It's only January.
This is what people keep saying, gently reminding me that there are at least three more winter months to go in New England. I'm not a stranger to cold winters. In fact, growing up in Connecticut gave me good wintry skin against the January days that we're seeing in Boston today. But what varies now is how I interact with the cold.
As a kid, we'd play outside for hours - rain, snow or shine. In high school, if it was above fifteen degrees, we'd go for a run, bearing elements and ice. Now, when the sun rises late, and sets before five, there are days when my interaction with fresh air and daylight can be minimal. While heading to the gym can help generate an internal warmth, there's something else that can help even more - getting outside.

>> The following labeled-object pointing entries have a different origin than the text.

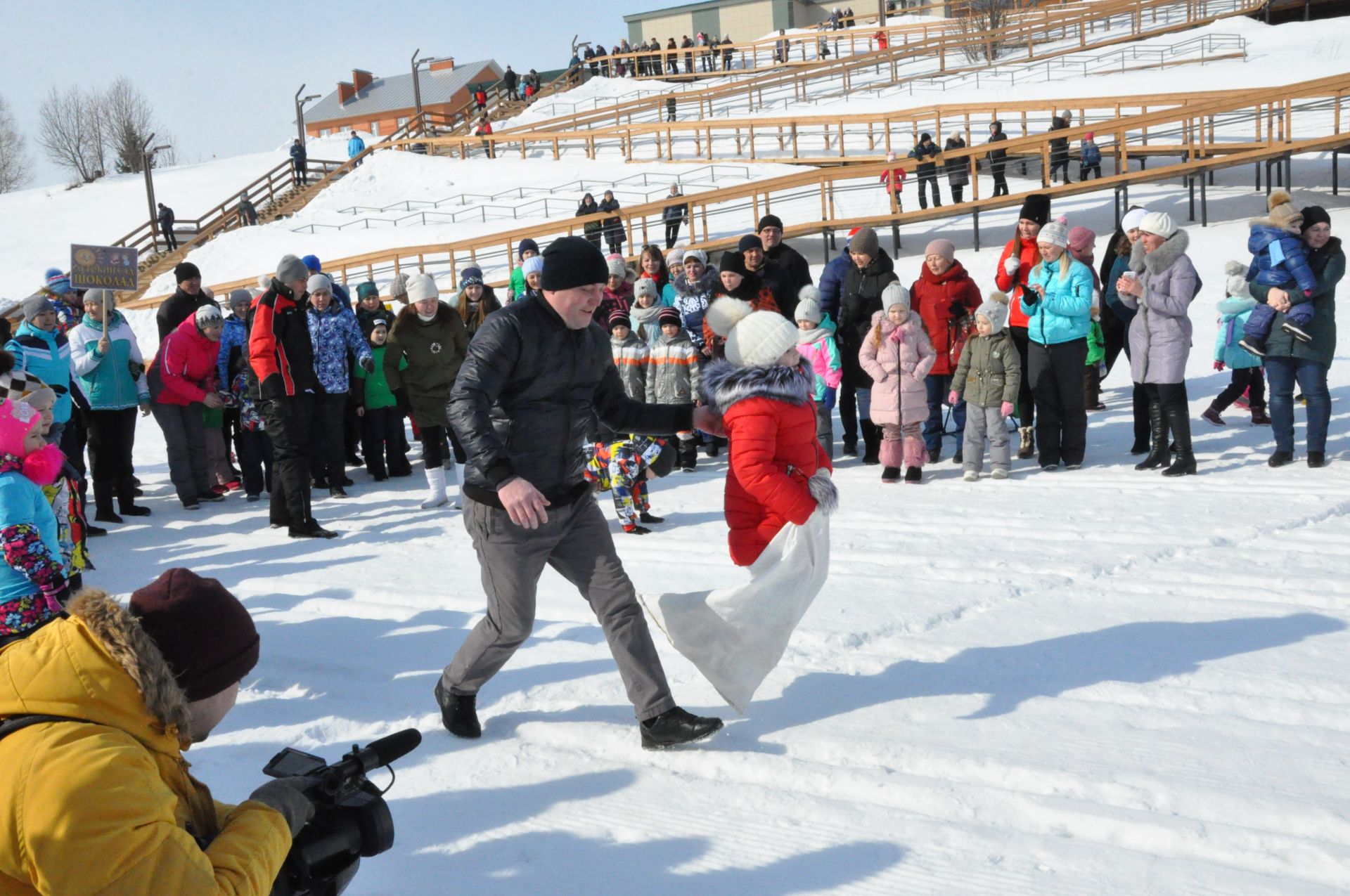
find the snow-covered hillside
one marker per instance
(1098, 682)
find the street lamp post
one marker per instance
(416, 65)
(148, 160)
(300, 112)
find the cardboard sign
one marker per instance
(103, 268)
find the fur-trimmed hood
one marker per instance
(726, 384)
(98, 665)
(1163, 257)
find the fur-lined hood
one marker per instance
(726, 384)
(1163, 257)
(98, 665)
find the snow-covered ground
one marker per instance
(38, 226)
(1098, 682)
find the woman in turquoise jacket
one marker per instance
(111, 372)
(1059, 308)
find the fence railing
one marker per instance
(1257, 127)
(1039, 34)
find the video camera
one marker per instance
(352, 819)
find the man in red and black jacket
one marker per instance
(281, 378)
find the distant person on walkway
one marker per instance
(167, 227)
(674, 215)
(248, 214)
(927, 170)
(355, 146)
(1090, 158)
(615, 235)
(299, 162)
(1060, 146)
(593, 230)
(998, 158)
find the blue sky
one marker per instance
(221, 76)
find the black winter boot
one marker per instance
(1280, 459)
(676, 727)
(1159, 436)
(873, 441)
(458, 713)
(1179, 422)
(127, 498)
(103, 502)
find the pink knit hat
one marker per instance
(1081, 239)
(17, 420)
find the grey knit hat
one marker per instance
(864, 242)
(996, 308)
(290, 269)
(104, 297)
(34, 305)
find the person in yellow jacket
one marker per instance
(103, 802)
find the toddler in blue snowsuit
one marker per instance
(1279, 259)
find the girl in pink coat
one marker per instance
(898, 355)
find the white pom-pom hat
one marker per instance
(754, 339)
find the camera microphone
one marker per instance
(374, 755)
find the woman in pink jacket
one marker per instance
(898, 356)
(183, 381)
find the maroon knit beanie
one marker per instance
(202, 630)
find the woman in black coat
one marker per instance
(870, 273)
(591, 228)
(615, 236)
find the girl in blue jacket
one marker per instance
(1059, 308)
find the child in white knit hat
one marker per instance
(989, 377)
(898, 355)
(816, 343)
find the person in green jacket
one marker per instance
(989, 377)
(431, 338)
(1095, 368)
(528, 249)
(381, 420)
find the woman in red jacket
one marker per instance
(183, 379)
(1018, 258)
(944, 296)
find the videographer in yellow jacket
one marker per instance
(101, 802)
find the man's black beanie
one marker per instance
(570, 262)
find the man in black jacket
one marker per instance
(167, 227)
(299, 161)
(538, 372)
(927, 171)
(186, 300)
(771, 235)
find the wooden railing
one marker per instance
(1069, 23)
(1229, 130)
(792, 139)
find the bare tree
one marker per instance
(984, 18)
(70, 133)
(15, 165)
(127, 120)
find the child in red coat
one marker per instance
(763, 391)
(779, 495)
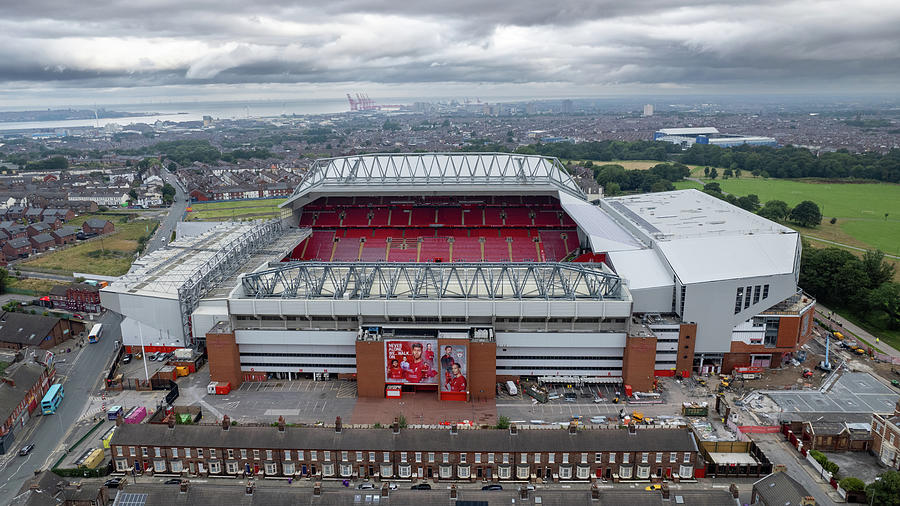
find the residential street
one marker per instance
(80, 372)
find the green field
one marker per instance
(859, 208)
(236, 210)
(110, 255)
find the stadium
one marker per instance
(451, 272)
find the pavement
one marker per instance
(826, 314)
(81, 373)
(176, 211)
(779, 451)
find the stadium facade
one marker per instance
(451, 272)
(687, 137)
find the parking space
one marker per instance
(851, 393)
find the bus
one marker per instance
(52, 399)
(96, 333)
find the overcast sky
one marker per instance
(133, 49)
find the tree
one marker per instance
(886, 490)
(851, 484)
(806, 214)
(877, 270)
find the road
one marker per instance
(81, 376)
(176, 211)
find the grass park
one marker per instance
(110, 255)
(234, 210)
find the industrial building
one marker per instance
(687, 137)
(450, 272)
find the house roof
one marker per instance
(411, 440)
(781, 489)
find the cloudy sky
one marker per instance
(127, 49)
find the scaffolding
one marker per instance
(457, 280)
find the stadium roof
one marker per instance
(437, 172)
(457, 280)
(689, 131)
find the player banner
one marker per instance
(454, 369)
(411, 361)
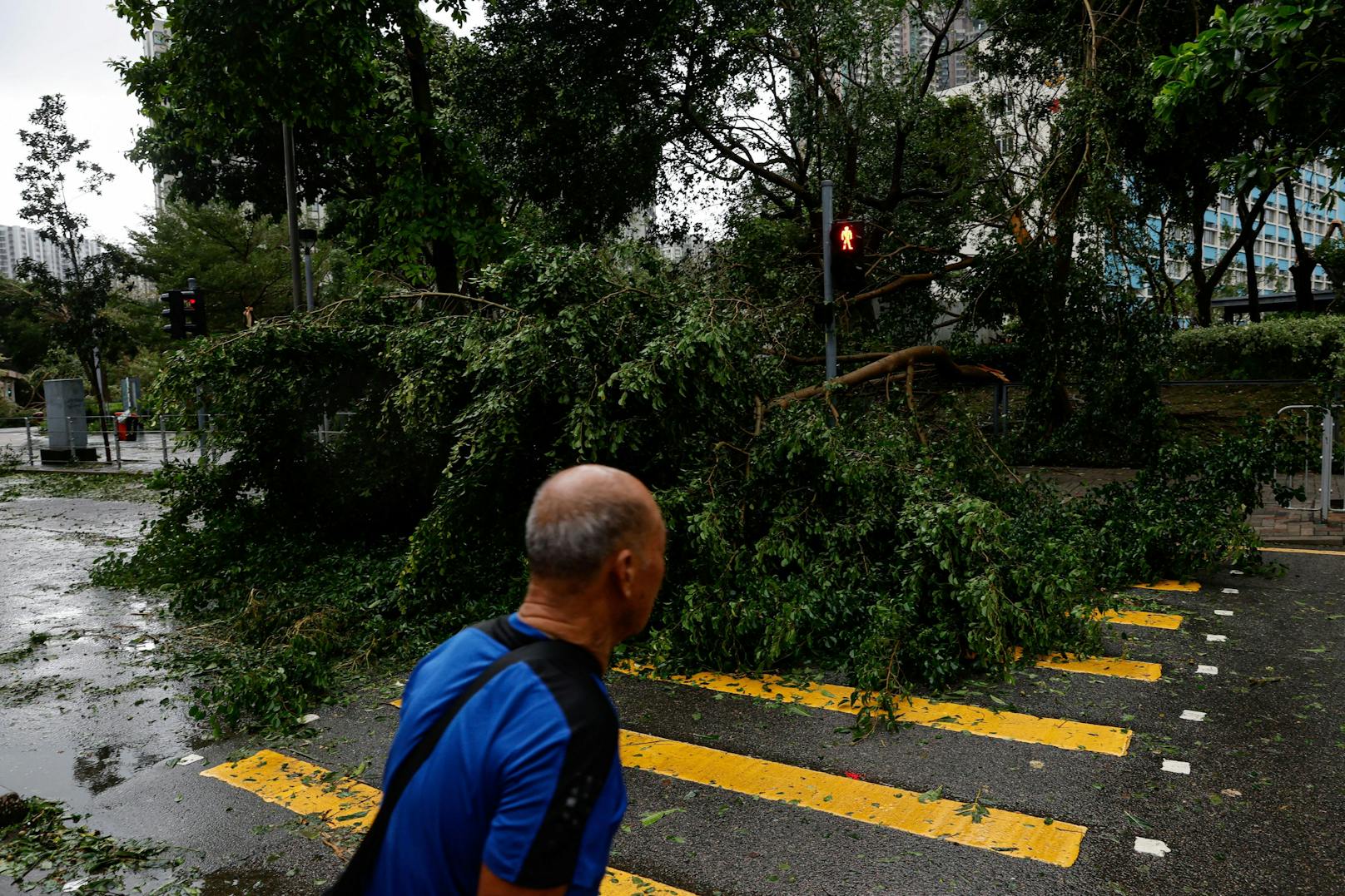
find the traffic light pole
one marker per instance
(827, 288)
(287, 133)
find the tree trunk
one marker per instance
(443, 255)
(1244, 215)
(96, 375)
(1301, 272)
(1207, 281)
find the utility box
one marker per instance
(67, 424)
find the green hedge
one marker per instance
(1283, 348)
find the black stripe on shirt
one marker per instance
(588, 762)
(502, 630)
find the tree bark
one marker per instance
(1244, 215)
(1299, 272)
(938, 355)
(1207, 281)
(443, 255)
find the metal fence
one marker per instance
(135, 443)
(1316, 429)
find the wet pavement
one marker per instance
(91, 721)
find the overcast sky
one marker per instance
(63, 46)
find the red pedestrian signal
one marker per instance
(847, 239)
(847, 256)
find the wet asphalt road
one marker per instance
(85, 721)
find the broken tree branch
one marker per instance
(938, 355)
(906, 280)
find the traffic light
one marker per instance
(194, 312)
(847, 256)
(176, 326)
(186, 312)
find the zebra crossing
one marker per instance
(1012, 833)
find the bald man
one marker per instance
(519, 790)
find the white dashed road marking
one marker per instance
(1152, 846)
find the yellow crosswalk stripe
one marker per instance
(307, 789)
(973, 720)
(923, 814)
(1113, 666)
(1138, 618)
(301, 787)
(342, 802)
(619, 883)
(1303, 551)
(1169, 586)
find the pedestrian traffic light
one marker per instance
(176, 326)
(847, 256)
(194, 312)
(186, 312)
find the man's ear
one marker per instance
(624, 568)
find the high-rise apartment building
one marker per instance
(156, 41)
(19, 242)
(915, 41)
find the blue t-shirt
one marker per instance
(525, 780)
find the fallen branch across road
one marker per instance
(900, 361)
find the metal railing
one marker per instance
(152, 440)
(1320, 501)
(146, 442)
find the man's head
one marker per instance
(596, 533)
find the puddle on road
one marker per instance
(85, 710)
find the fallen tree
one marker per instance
(901, 361)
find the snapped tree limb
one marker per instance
(936, 355)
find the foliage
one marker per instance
(1282, 61)
(792, 541)
(52, 841)
(400, 182)
(1281, 348)
(1094, 339)
(240, 260)
(72, 302)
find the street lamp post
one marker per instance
(308, 239)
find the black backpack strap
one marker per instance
(357, 874)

You've likely read stories or even experienced the concept of Friluftsliv, a Norwegian term that translates to "free air life." It's about finding a natural rhythm in natural life, and in many Scandinavian countries, it's simply part of the lifestyle that values connection to the outdoors - regardless of season or temperature. Visit Norway explains that Friluftsliv "offers the possibility of recreation, rejuvenation and restoring balance among living things."
Spending time outdoors gives you a good overall health boost as well. It helps you take a break from the airborne germs and viruses that ramp up indoors in the winter, and can elevate your mood, self-esteem and sense of well-being. It can also benefit our long-term functional health as we age, so it shouldn't be a surprise that on the days that we walk the two miles home from work, I feel healthier, more centered and energized.
So here's a challenge: get outside for an extra twenty minutes every day next week.
Go for a winter hike. Trudge through the snow to a park and take ten good full-belly breaths of brisk air. Or, practice Frilufstliv in it's simplest form and go for a walk - at lunchtime to get some natural light, or in the evening to walk home from work. This may be easier said than done, but it's a simple way to ensure that you get a good dose of fresh air on the days that you might otherwise not.